Certains responsables politiques sont enthousiastes face à la perspective d'un taux d'impôt minimum mondialisé. Il va tout résoudre?
Sergio Rossi, professeur d'économie à l'Université de Fribourg: Ce n'est pas la solution à tous les problèmes, mais c'est un pas dans la bonne direction. Il va permettre de réduire la concurrence fiscale déloyale entre les pays, avec une sous-enchère qui tire toute l'économie mondiale vers le bas. Actuellement, si la Suisse baisse ses barèmes d'imposition, d'autres pays vont suivre. Au final, il y aura moins de recettes fiscales et donc moins de services publics. Si un Etat encaisse moins, il va devoir rééquilibrer son budget et donc couper dans les politiques sociales, la police, le système de santé ou l'éducation.
Concrètement, l'argent récupéré avec ce nouveau taux, cela représente quoi?

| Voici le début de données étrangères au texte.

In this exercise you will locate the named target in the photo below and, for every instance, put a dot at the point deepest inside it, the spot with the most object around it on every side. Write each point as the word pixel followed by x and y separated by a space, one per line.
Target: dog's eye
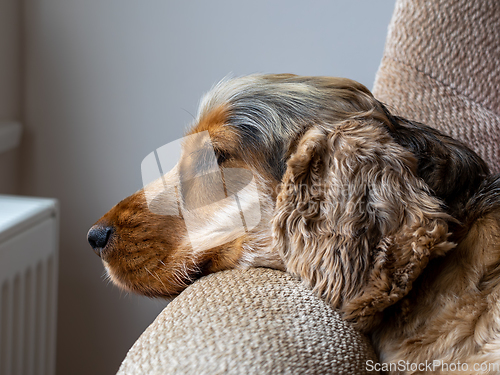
pixel 222 156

Selon mes estimations actuelles, cela devrait représenter quatre à cinq milliards de francs supplémentaires par année. Pour vous donner une idée, cette somme permettrait de construire quatre ou cinq hôpitaux, une vingtaine d'écoles ou d'augmenter les rentes AVS pour tous les retraités.
On entend déjà des craintes pour la Suisse. Selon vous, on va y gagner ou on va y perdre?
On va être gagnant en termes financiers et en termes de réputation. Si la Suisse joue le jeu, qu'elle va dans le sens de cet accord, je pense qu'elle va même pouvoir attirer des entreprises, notamment d'Irlande (réd: qui offre aujourd'hui une fiscalité très avantageuse aux sociétés). Si le taux d'imposition est le même partout, nous avons des arguments géographiques à faire valoir, nous avons une position très centrale pour une entreprise qui vise le continent européen. Et on a d'autres avantages qui vont au-delà de la fiscalité: la stabilité politique, le franc fort, le niveau de formation.
Le taux mondial a à peine été évoqué que certains cantons annoncent déjà des stratégies pour le contourner. C'est la bonne solution?
C'est une mauvaise solution qui va nuire à notre réputation. Et par effet ricochet, d'autres pays vont adopter la même stratégie. Cela va engendrer une nouvelle concurrence qui va tirer tous les pays vers le bas. Dans tous les cas, certaines entreprises vont continuer à chercher le pays où elles payeront le moins.
Mais si le taux minimum est fixé à 15%, comment est-ce qu'elles pourraient y échapper?
En réaction à ce taux minimum, on peut tout à fait imaginer que des pays créent de nouvelles niches fiscales. Si on augmente le barème mais qu'on permet aux entreprises de déduire davantage de coûts, elles vont payer comme avant, voire encore moins. En Suisse, par exemple, il existe des déductions fiscales pour les activités liées à la recherche. Une entreprise qui dépense deux milliards pour développer un outil informatique très utile grâce auquel elle gagne beaucoup d'argent pourra, ensuite, déduire ces deux milliards de ses bénéfices.